Sunday Thoughts: 14/06/09

Chasing Trophies

Back when I first got my hands on a shiny new Xbox 360, the ubiquitous chirp of the Achievement Unlocked notification was a welcome surprise.  People had told me about these new so-called Achievements and the associated Gamerscore, but I was still too wrapped up in my PS2 and Dreamcast to notice; once I’d seen Fight Night Round 3 running on the big white box I had to have one, though, and I distinctly remember my first achievement which was on the original Condemned.  One down, and I was hooked.

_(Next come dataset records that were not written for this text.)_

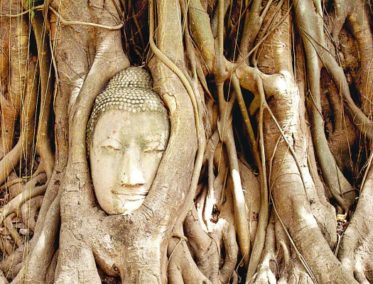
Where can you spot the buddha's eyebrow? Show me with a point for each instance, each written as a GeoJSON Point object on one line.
{"type": "Point", "coordinates": [110, 139]}
{"type": "Point", "coordinates": [157, 138]}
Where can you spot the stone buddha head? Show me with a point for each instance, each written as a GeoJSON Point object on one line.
{"type": "Point", "coordinates": [126, 136]}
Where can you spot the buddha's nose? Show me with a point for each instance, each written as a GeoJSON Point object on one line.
{"type": "Point", "coordinates": [131, 172]}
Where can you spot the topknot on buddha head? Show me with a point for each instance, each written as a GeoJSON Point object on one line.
{"type": "Point", "coordinates": [129, 90]}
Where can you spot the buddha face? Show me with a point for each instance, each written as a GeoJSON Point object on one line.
{"type": "Point", "coordinates": [125, 153]}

When the PS3 launched I traded in my 360 (to be accurate, by then it was my third due to hardware problems) so I could afford the new PlayStation on day one and didn’t miss not having a Microsoft console until Gears of War 2 surfaced: I was more than happy with the PS3 and it’s gaming output, but I was missing some kind of token reward for my gaming efforts.  Thankfully, Sony had the Trophy system in the pipeline and when it was finally time to roll out Firmware 2.40 I was hooked again.  After that first ‘ping’ of the Trophy Unlock noise was in my blood we set up the Trophy page on the site, and apart from the home page it’s still the 2nd most visited page on TSA.

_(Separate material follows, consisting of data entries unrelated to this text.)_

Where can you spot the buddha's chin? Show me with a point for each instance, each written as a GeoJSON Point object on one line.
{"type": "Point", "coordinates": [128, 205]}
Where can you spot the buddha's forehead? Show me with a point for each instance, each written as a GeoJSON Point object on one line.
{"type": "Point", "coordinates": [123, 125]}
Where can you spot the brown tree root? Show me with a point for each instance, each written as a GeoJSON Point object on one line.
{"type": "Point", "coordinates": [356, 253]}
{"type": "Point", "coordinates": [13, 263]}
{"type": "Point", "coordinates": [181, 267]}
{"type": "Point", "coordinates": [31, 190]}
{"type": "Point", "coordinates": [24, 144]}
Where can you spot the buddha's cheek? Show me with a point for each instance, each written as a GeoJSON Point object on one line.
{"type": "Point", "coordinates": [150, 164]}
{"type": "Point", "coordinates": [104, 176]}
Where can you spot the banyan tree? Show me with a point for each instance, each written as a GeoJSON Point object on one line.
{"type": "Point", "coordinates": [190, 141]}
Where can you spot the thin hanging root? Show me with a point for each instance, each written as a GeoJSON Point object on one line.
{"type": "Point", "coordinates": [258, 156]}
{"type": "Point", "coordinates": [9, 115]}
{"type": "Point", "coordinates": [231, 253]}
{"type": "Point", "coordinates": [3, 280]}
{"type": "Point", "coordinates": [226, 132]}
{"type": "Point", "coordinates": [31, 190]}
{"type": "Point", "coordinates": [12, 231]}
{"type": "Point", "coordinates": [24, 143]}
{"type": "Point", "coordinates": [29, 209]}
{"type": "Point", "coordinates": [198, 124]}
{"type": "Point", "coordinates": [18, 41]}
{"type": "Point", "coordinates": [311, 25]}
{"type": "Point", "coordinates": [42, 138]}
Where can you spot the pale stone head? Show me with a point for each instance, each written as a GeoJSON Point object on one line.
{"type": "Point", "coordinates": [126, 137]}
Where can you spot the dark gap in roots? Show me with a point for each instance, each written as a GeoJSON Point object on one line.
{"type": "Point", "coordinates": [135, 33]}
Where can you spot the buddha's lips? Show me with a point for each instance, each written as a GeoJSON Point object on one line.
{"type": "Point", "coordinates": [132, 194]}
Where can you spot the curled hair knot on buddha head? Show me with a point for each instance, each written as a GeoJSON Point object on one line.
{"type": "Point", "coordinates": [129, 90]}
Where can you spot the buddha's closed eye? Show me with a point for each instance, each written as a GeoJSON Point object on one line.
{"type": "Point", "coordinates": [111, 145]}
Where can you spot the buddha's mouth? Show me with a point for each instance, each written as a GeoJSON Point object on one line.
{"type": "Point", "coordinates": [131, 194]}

Since then, despite being only an average gamer, I’ve always kept one eye on the Trophy list as new games surface.  Despite Sony moving to a secure server for their Trophy database, the Trophy details of some games still manage to leak out early (and usually resemble the equivalent Achievements anyway) and although I’m never going to go as far as to play through dross like Hannah Montana or Terminator to bag some silverware, I have started using the lists as a way to get more out of the games I do enjoy playing.

Take, for example, GTi Club+, recently brought back into the daylight via Chris’ 7th Challenge TSA post yesterday.  I’d previously assumed I was done with the game: I hadn’t played it for ages and would only really ever concentrate on the Easy track as that was the one I remember from the arcades, but after a few laps trying to set a decent record I glanced over the Trophy list and found there was a couple I hadn’t manage to get the first time around, and then spent another 15 minutes getting another bronze and a silver.

Why?  I have no idea.  The Trophy cabinet in Home isn’t ready yet (if indeed it ever will be) and I don’t currently use Home enough to warrant the investment in displaying my gaming prowess even it is was.  I also think the current method of comparing Trophies on the XMB is far too slow. As my TSA signature (on the forums) will attest, I’m (I think) either a level 6 or 7 which means I tend to collect all the bronze Trophies during a review run-through of a game and then don’t go back once the review is live on the site.  This, naturally, means I’m missing out on a huge amount of silvers and golds, and I have precisely zero platinums.

I’m not terrible at FPS, I can hold a good racing line and I’m a dab hand at the odd platformer, but the path of least resistance for my incremental climb up the Trophy food chain appears to be firmly fixed on nibbling at bronzes.  This probably won’t change, I don’t have either the time or the willpower to be great at any game in particular so I can kiss goodbye to ever bagging a platinum.  Gold’s tend to be awarded for completing a game on hard: again, not going to happen until I’m forced to try the game on it’s trickiest setting for review purposes.

What I am keen on though, is developers using Trophies (and of course, Achievements) to suggest alternative play-styles for gamers, or help them get more of a game.  A recent run through of Ghostbusters The Video Game for the site was sidetracked by some nicely positioned Trophies meant to make you stop and think once per level – they weren’t cryptic enough to need a guide but their implementation was clever, and again back to GTi Club: this morning I stopped, put the car into reverse and backed up over the line.  Why?  Because you get a silver Trophy for doing so.

What I don’t like is the way some publishers entice you to buy downloadable content for their game with Trophies.  Although my card got bounced this morning when I tried to buy Big Surf Island I was intending to, but I’m kinda glad I didn’t because a cursory glance down the Trophy list for Burnout Paradise revealed that the game had blocks of the damned things for each DLC Criterion has put out this year, and they all seemed rather banal and easy to obtain.  Buy the pack, get the Trophies – doesn’t seem in the spirit of things.

But that’s not the point.  Now that Sony have enforced Trophy support on all games going forward, even if you don’t have prior knowledge of the unlock criteria for each reward, you do still have some kind of sense as to when that Trophy pop-up will appear: at the end of a level, after finding the first thing of a hundred, after beating the top lap time, and when it doesn’t (which is obviously the case on other consoles) it all seems a little empty.  Trophies, then, have changed the way we play games, and most of us would argue it’s for the good.